While culture wars are not new – and have been rooted in phenomena like religious schisms, colonial legacies, and ideological clashes – they have taken on new forms in the twenty-first century. Globalization, digitalization, migration waves, and populist politics have all amplified these older conflicts, bringing to the fore themes such as sovereignty, multiculturalism, and social norms. Disputes over values, symbols and social norms increasingly transcend traditional right-left political and socio-economic divides.

This special issue invites contributions that analyze culture wars as contemporary and historically grounded phenomena. Particularly welcome are comparative and case studies from North America, Europe, and post-Soviet Eurasia in the twentieth and twenty-first centuries, in line with the journal’s focus and scope.

Submissions may address, but are not limited to, the following themes:

  • ethnic, national and religious conflicts as historical antecedents of culture wars;
  • the role of religion, secularism, and moral politics in shaping cultural divides;
  • culture wars and international relations;
  • ideological battles in times of systemic transformation and political transition;
  • ideological dimensions of the Cold War;
  • colonialism, decolonization, and culture wars;
  • culture wars and populism;
  • historical memory and contested heritage;
  • social justice and discourses of empowerment;
  • “woke culture,” identity, race, and gender debates;
  • digital media, propaganda, and culture wars;
  • the impact of globalization and migration on culture wars;
  • socio-economic dimensions of culture wars from historical and modern perspectives;
  • comparative studies of culture wars across regions, time periods, or political systems.

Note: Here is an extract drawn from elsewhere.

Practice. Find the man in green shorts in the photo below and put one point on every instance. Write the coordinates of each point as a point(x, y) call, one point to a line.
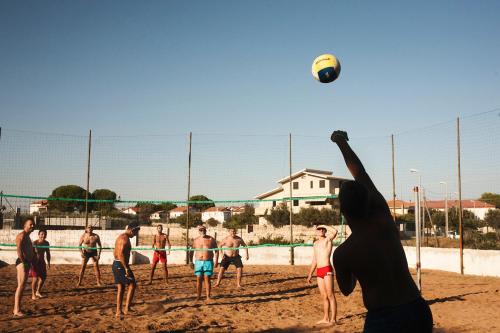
point(204, 260)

Articles must be written in English and ideally should be 6,000 to 9,000 words long (excluding footnotes and abstract). Submissions should be sent to the editorial team at stuter@fsv.cuni.cz or uploaded via the Studia Territorialia journal management system. Authors should consult the journal’s submission guidelines for further instructions and style. All contributions are subject to double-blind peer review.

Deadline for submission of articles: September 30, 2025.

Acta Universitatis Carolinae – Studia Territorialia is a leading Czech peer-reviewed academic journal focusing on area studies. It covers the history and the social, political, and economic affairs of the nations of North America, Europe, and post-Soviet Eurasia in the twentieth and twenty-first centuries. The journal is published by the Institute of International Studies of Charles University, Prague. It is indexed in the SCOPUS, ERIH PLUS, EBSCO, DOAJ, CEEOL databases, among others.